Über Frühstück an der Wurstbude, Schnäpse vor der Kaufhalle und den „Sekunden“-Döner am Rosenthaler Platz. Schöne Geschichten vom schmerzvollen Alltag sind das. Manche Stücke sind natürlich auch misslungen. Am Ende singt Volker Strübing dann noch ein frivoles Lied in dem die Worte „Gärbottich“, „meckern“, „Schwanz“, und „kriechen“ vorkommen. Die Begriffe hatte das Publikum ihm zurufen müssen.

Mittwoch

Der amerikanische Country-Sänger Johnny Cash hat Alkoholprobleme. In den 80er-Jahren ist Cash einmal sehr betrunken bei Frank Elsner in der beliebten deutschen Familiensendung „Wetten dass ..?“ aufgetreten. Cash fiel beim Singen auf die Knie und brachte nur noch unartikulierte Sätze hervor. Frank Elsner konnte ihm nicht helfen, der Zwischenfall wurde live gesendet. Das „Reformbühne Heim & Welt“-Mitglied Falko Hennig zeigt diesen Ausschnitt heute in seiner Talkreihe „Radio Hochsee“ im Kaffee Burger. Der Abend soll eine Art Hommage an „the man in black – Johnny Cash“ werden. Stattdessen besucht man jedoch die Konkurrenzveranstaltung der Surfpoeten. Diese Lesegruppe gibt es schon ewig.

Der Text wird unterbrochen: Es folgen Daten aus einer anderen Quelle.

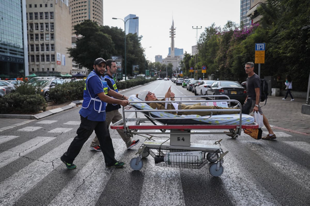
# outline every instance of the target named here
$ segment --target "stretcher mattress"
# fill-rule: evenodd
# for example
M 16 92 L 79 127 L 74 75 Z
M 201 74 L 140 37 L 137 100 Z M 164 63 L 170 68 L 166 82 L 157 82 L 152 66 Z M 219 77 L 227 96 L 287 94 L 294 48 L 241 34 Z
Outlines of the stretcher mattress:
M 155 118 L 168 118 L 169 119 L 157 120 L 157 121 L 163 124 L 239 124 L 240 123 L 240 114 L 236 114 L 230 115 L 212 115 L 211 117 L 209 116 L 205 116 L 205 119 L 196 119 L 195 118 L 200 118 L 202 116 L 196 115 L 176 115 L 164 111 L 156 111 L 157 109 L 153 109 L 148 104 L 144 103 L 140 103 L 141 100 L 137 98 L 135 95 L 131 95 L 128 100 L 131 102 L 130 104 L 139 110 L 152 110 L 154 111 L 150 112 L 152 116 Z M 250 124 L 254 123 L 255 119 L 253 116 L 246 114 L 242 115 L 241 124 Z M 203 117 L 203 116 L 202 117 Z M 174 118 L 179 117 L 184 118 L 182 120 L 179 118 L 174 120 Z M 185 119 L 186 118 L 186 119 Z M 208 118 L 208 119 L 206 119 Z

Derzeit treten sie im Mudd-Club auf, einem Keller in Mitte, der, möbliert mit schief gesessenen Sofas und rustikalen Stehlampen, die Niedrigschwelligkeit eines warmes Wohnzimmers annehmen soll. Die Vorleser auf der Bühne trinken Bier und essen Gerichte vom Imbiss. Die friedliche Szenerie ist mit Jazz-Rock aus den 70ern unterlegt, auch dies wohl ein bewusst gesetztes Zeichen der Konsumkritik. Das Publikum ist mit Secondhandwaren von Humana bekleidet.

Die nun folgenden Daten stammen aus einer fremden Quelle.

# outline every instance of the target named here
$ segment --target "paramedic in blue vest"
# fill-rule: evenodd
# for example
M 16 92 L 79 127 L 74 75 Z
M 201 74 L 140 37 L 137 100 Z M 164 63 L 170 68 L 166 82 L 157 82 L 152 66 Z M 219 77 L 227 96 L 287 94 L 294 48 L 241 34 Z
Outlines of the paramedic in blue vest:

Die prominentesten Vertreter der Surfpoeten sind Stein und Ahne. Stein gilt als radikaler Arbeitsverweigerer. Vor Jahren hat er eine Art Vaterunser gegen die Knechtschaft kapitalistischer Lohnarbeit verfasst, das er regelmäßig im Chor mit dem Publikum rezitiert. Vor kurzem saß Stein im Gefängnis; wegen säumiger Unterhaltskosten, wie es hieß. Ahne ist dagegen für seinen angenehm schleppenden Tonfall beim Vorlesen bekannt. Der Klang seiner Stimme kam eine Zeit lang in Mode, und viele seiner Kollegen haben sich darin versucht, ihn zu imitieren, was freilich keinem von ihnen überzeugend gelang. Heute Abend drehen sich Ahnes Texte um Frauen über 40 und das Leben an Tischtennisplatten im Park. Eine resignative Haltung ist spürbar. Später erklärt Stein, die ganze Vorlesegruppe sei gerade von ihren Freundinnen verlassen worden. Deshalb darf nachher auch der griechische Baguette-Verkäufer etwas über seine konfliktträchtige Liebe zu einer Frau aus Eckernförde erzählen.

Donnerstag

Die Jungs von der „Chaussee der Enthusiasten“ treffen sich in der Ostalgie-Gaststätte Tagung in Friedrichshain. Der Lese-Keller ist heute wegen einer Überschwemmungskatastrophe geschlossen, und die Enthusiasten-Leute müssen oben in der Gaststube auftreten. Mit FDJ-Hemden und DDR-Wimpeln behängt, präsentiert sich dieser Raum als besonders eigenartige Form der Event-Gastronomie. Dieser Eindruck verfestigt sich, als ein junger Gitarrenspieler mit Kinnbart zu singen beginnt. Es handelt sich um ein gefühlvolles Lied über das Achselhaar einer Kugelstoßerin. Man denkt an das Jonathan-Richman-Konzert, das heute auch gewesen wäre.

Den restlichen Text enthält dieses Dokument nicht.